C# Sort list while also returning the original index positions?

Question

I'm interested in sorting a collection, but also returning an index which can be used to map to the original position in the collection (before the sort).

Let me give an example to be more clear:

List<int> A = new List<int>(){3,2,1};
List<int> B;
List<int> idx;

Sort(A,out B,out idx);

After which:

A = [3,2,1] 
B = [1,2,3]
idx = [2,1,0]

So that the relationship between A,B,idx is:

A[i] == B[ idx[i] ] , for i = 0...2

Does C#/.Net have any built in mechanism to make this easy to implement?

Thanks.

Answer 1

I typically write a specific function when needed. Less versatile but simpler. For example:

static int[] ArgSort(List<double> lst)
{
  int n = lst.Count;
  int[] idxs = new int[n];
  for (int i = 0; i < n; ++i)
    idxs[i] = i;
  double[] arr = lst.ToArray();
  Array.Sort(arr, idxs);  // sort idxs based on arr vals
  return idxs;
}

Answer 2

As for now, you can also utilize anonymous types or value tuples instead of KeyValuePair.
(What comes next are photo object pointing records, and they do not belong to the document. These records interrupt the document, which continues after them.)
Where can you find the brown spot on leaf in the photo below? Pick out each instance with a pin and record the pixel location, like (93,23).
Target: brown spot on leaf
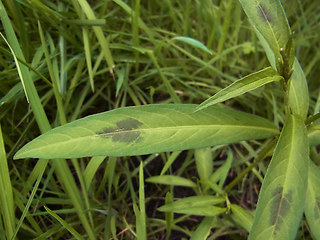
(280,207)
(124,131)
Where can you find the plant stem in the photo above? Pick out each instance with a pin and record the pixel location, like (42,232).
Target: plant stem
(255,162)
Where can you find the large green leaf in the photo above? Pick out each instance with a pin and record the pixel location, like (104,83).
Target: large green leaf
(312,203)
(147,129)
(298,91)
(243,85)
(268,17)
(281,200)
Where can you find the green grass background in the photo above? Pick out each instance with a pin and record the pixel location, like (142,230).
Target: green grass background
(77,58)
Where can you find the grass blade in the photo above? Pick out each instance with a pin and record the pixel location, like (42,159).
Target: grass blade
(171,180)
(193,42)
(6,194)
(203,229)
(312,203)
(65,224)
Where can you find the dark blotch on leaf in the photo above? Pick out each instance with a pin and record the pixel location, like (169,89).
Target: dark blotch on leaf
(280,207)
(265,15)
(125,131)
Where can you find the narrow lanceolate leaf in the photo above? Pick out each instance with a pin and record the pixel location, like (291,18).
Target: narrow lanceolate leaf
(193,42)
(172,180)
(147,129)
(281,200)
(298,91)
(242,86)
(312,203)
(197,205)
(268,17)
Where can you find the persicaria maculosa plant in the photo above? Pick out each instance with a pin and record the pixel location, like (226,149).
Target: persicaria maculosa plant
(290,186)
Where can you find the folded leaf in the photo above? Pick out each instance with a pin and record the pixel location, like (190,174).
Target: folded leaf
(298,91)
(147,129)
(281,199)
(268,17)
(242,86)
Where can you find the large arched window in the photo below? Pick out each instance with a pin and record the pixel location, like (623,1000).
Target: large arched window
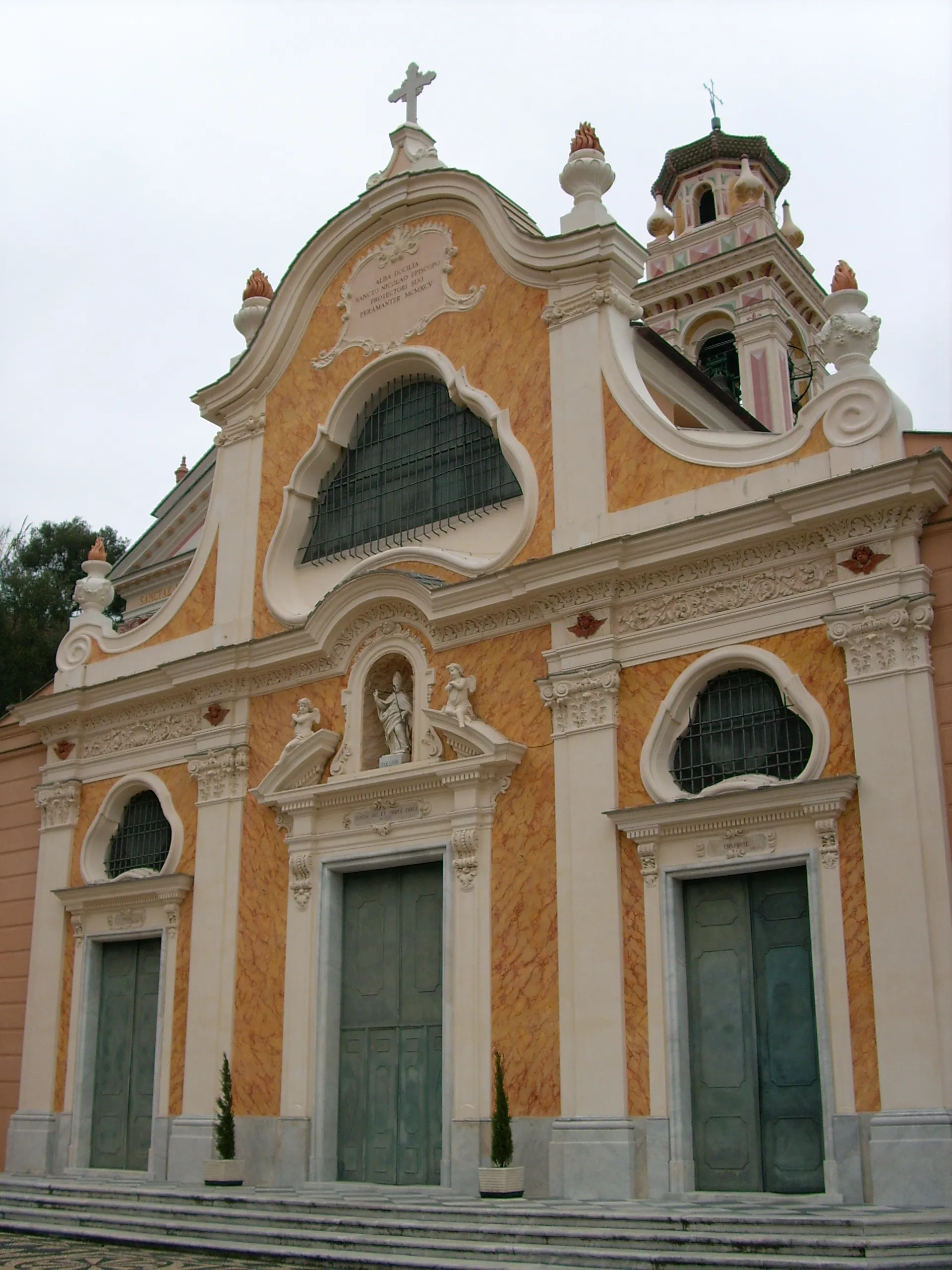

It will provide more precise naming and make your code more readable:

Anonymous types (C# 3.0):

List<int> arr = new List<int>() { 3, 2, 1 };

var sorted = arr
    .Select((x, i) => new { Value = x, OriginalIndex = i }))
    .OrderBy(x => x.Value)
    .ToList();

int originalIndexOfTheSmallestItem = sorted[0].OriginalIndex;

List<int> B = sorted.Select(x => x.Value).ToList();
List<int> idx = sorted.Select(x => x.OriginalIndex).ToList();

Value tuples (C# 7.0):

List<int> arr = new List<int>() { 3, 2, 1 };

var sorted = arr
    .Select((x, i) => (Value: x, OriginalIndex: i))
    .OrderBy(x => x.Value)
    .ToList();

int originalIndexOfTheSmallestItem = sorted[0].OriginalIndex;

List<int> B = sorted.Select(x => x.Value).ToList();
List<int> idx = sorted.Select(x => x.OriginalIndex).ToList();   

The difference is that you can return value tuple from your method and use it, but anonymous type can only be used within this method.

Answer 3

a somehow more elegant approach using lambda

Array.Sort<int>(idx, (a, b) => A[a].CompareTo(A[b]));

this gives u idx array from the A array

Answer 4

While Mark Byers provided you a solution using LINQ, I want to show you another solution using the .NET Framework.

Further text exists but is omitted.